On human rights, Ahwaz has suffered for long decades from systematic persecution. According to the regime’s tallies, 1,250 civil and political activists have been arrested in north Ahwaz (Khuzestan) over the past three years on charges of having a separatist ideology from Iran (from 2017-December 2020). However, this number does not include 1,000 Ahwazi who were arrested between September and November 2018 alone, with the Iranian regime executing 22 Ahwazis in November 2018 after trials at grotesquely unfair kangaroo courts and without the knowledge of their families. Amnesty International condemned these death sentences and executions, noting: “The secret executions of these men would be not only a crime under international law but also an abhorrent violation of their right to life and a complete mockery of justice.”

Hundreds of Ahwazi political detainees are languishing in Iranian regime prisons.
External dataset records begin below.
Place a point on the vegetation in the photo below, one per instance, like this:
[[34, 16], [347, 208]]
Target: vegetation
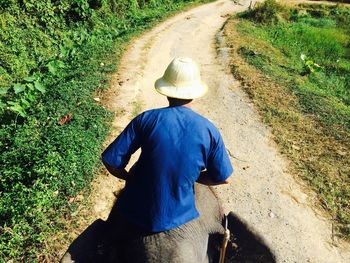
[[300, 81], [55, 57]]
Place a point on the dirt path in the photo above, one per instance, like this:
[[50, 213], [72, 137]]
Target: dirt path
[[262, 192]]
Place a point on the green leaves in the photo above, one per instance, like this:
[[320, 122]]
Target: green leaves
[[309, 65], [38, 86], [18, 88], [54, 66], [22, 96]]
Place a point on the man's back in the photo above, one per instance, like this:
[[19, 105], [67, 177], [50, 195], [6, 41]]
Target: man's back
[[177, 144]]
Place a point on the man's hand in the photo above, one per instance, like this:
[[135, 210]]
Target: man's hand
[[205, 179], [119, 173]]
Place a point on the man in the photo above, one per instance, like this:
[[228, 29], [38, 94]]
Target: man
[[178, 148]]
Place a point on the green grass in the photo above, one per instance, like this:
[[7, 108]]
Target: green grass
[[54, 56], [320, 83]]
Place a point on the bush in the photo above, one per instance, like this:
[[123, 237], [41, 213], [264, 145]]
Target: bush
[[266, 12], [54, 56]]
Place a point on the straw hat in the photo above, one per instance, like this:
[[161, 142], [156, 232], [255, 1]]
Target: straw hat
[[181, 80]]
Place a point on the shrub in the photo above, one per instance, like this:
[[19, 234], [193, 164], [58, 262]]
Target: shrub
[[266, 12], [54, 55]]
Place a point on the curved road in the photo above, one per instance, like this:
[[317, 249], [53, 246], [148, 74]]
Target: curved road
[[262, 192]]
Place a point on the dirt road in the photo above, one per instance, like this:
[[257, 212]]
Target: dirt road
[[262, 192]]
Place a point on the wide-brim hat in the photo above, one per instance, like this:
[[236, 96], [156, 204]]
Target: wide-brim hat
[[181, 80]]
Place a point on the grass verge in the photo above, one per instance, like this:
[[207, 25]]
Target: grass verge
[[295, 65]]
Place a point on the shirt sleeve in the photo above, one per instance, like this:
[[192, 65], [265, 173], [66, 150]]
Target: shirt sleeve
[[219, 166], [118, 153]]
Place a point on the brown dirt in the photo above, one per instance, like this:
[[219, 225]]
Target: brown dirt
[[263, 192]]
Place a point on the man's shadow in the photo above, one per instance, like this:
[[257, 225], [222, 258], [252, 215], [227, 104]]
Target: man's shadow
[[245, 246]]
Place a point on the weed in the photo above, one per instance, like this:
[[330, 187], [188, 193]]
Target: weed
[[54, 55]]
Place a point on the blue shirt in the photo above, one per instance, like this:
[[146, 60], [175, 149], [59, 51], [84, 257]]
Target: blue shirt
[[176, 145]]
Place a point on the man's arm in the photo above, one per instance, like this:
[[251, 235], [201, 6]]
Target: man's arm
[[205, 179], [119, 173]]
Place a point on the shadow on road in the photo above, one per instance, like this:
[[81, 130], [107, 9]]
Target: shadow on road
[[245, 246]]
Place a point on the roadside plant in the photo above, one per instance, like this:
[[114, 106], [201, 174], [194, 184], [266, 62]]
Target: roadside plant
[[22, 96], [309, 65]]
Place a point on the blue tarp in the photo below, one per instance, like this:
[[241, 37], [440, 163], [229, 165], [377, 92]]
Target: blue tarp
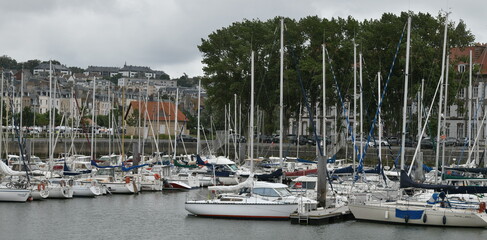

Also, the Iranian security forces and the regime’s so-called Islamic Revolutionary Guard Corps (IRGC) killed about 180 Ahwazis, most of them in Ma’shour (148 people), including women and children. The regime has arrested hundreds of demonstrators in the widespread protests that swept across most parts of Iran’s political geography in November 2019.

As to the environment, the situation is even far worse. Ahwaz is ranked among the most polluted regions globally, in addition to suffering horrendous drought and sandstorms in summer and torrential floods in winter, which lead to hundreds of thousands of Ahwazis losing properties and crops.

The Iranian regime has demolished and destroyed many historical monuments in Ahwaz, some centuries or millennia old, in order to target and eradicate the identity and heritage of the Ahwazi people. The regime has also confiscated agricultural and residential lands from a large number of citizens, causing an increase in poverty, homelessness and marginalisation in Ahwaz. I would like to mention that the Iranian regime has displaced many Ahwazis by destroying their homes, especially in rural areas, to change the demographic composition of Ahwaz.

I would like to conclude by noting that the Iranian authorities’ goal is to turn Ahwaz into a security zone under the control of the IRGC and the security services, and to crush any Ahwazi protests and objections. The Iranian regime intends to target the identity and heritage of Ahwaz by sabotaging their historical monuments, deliberately displacing Ahwazis by harming their environment. The Iranian regime is deliberately making Ahwazis face poverty and marginalisation. Hence, the Iranian regime is committing crimes against humanity in Ahwaz.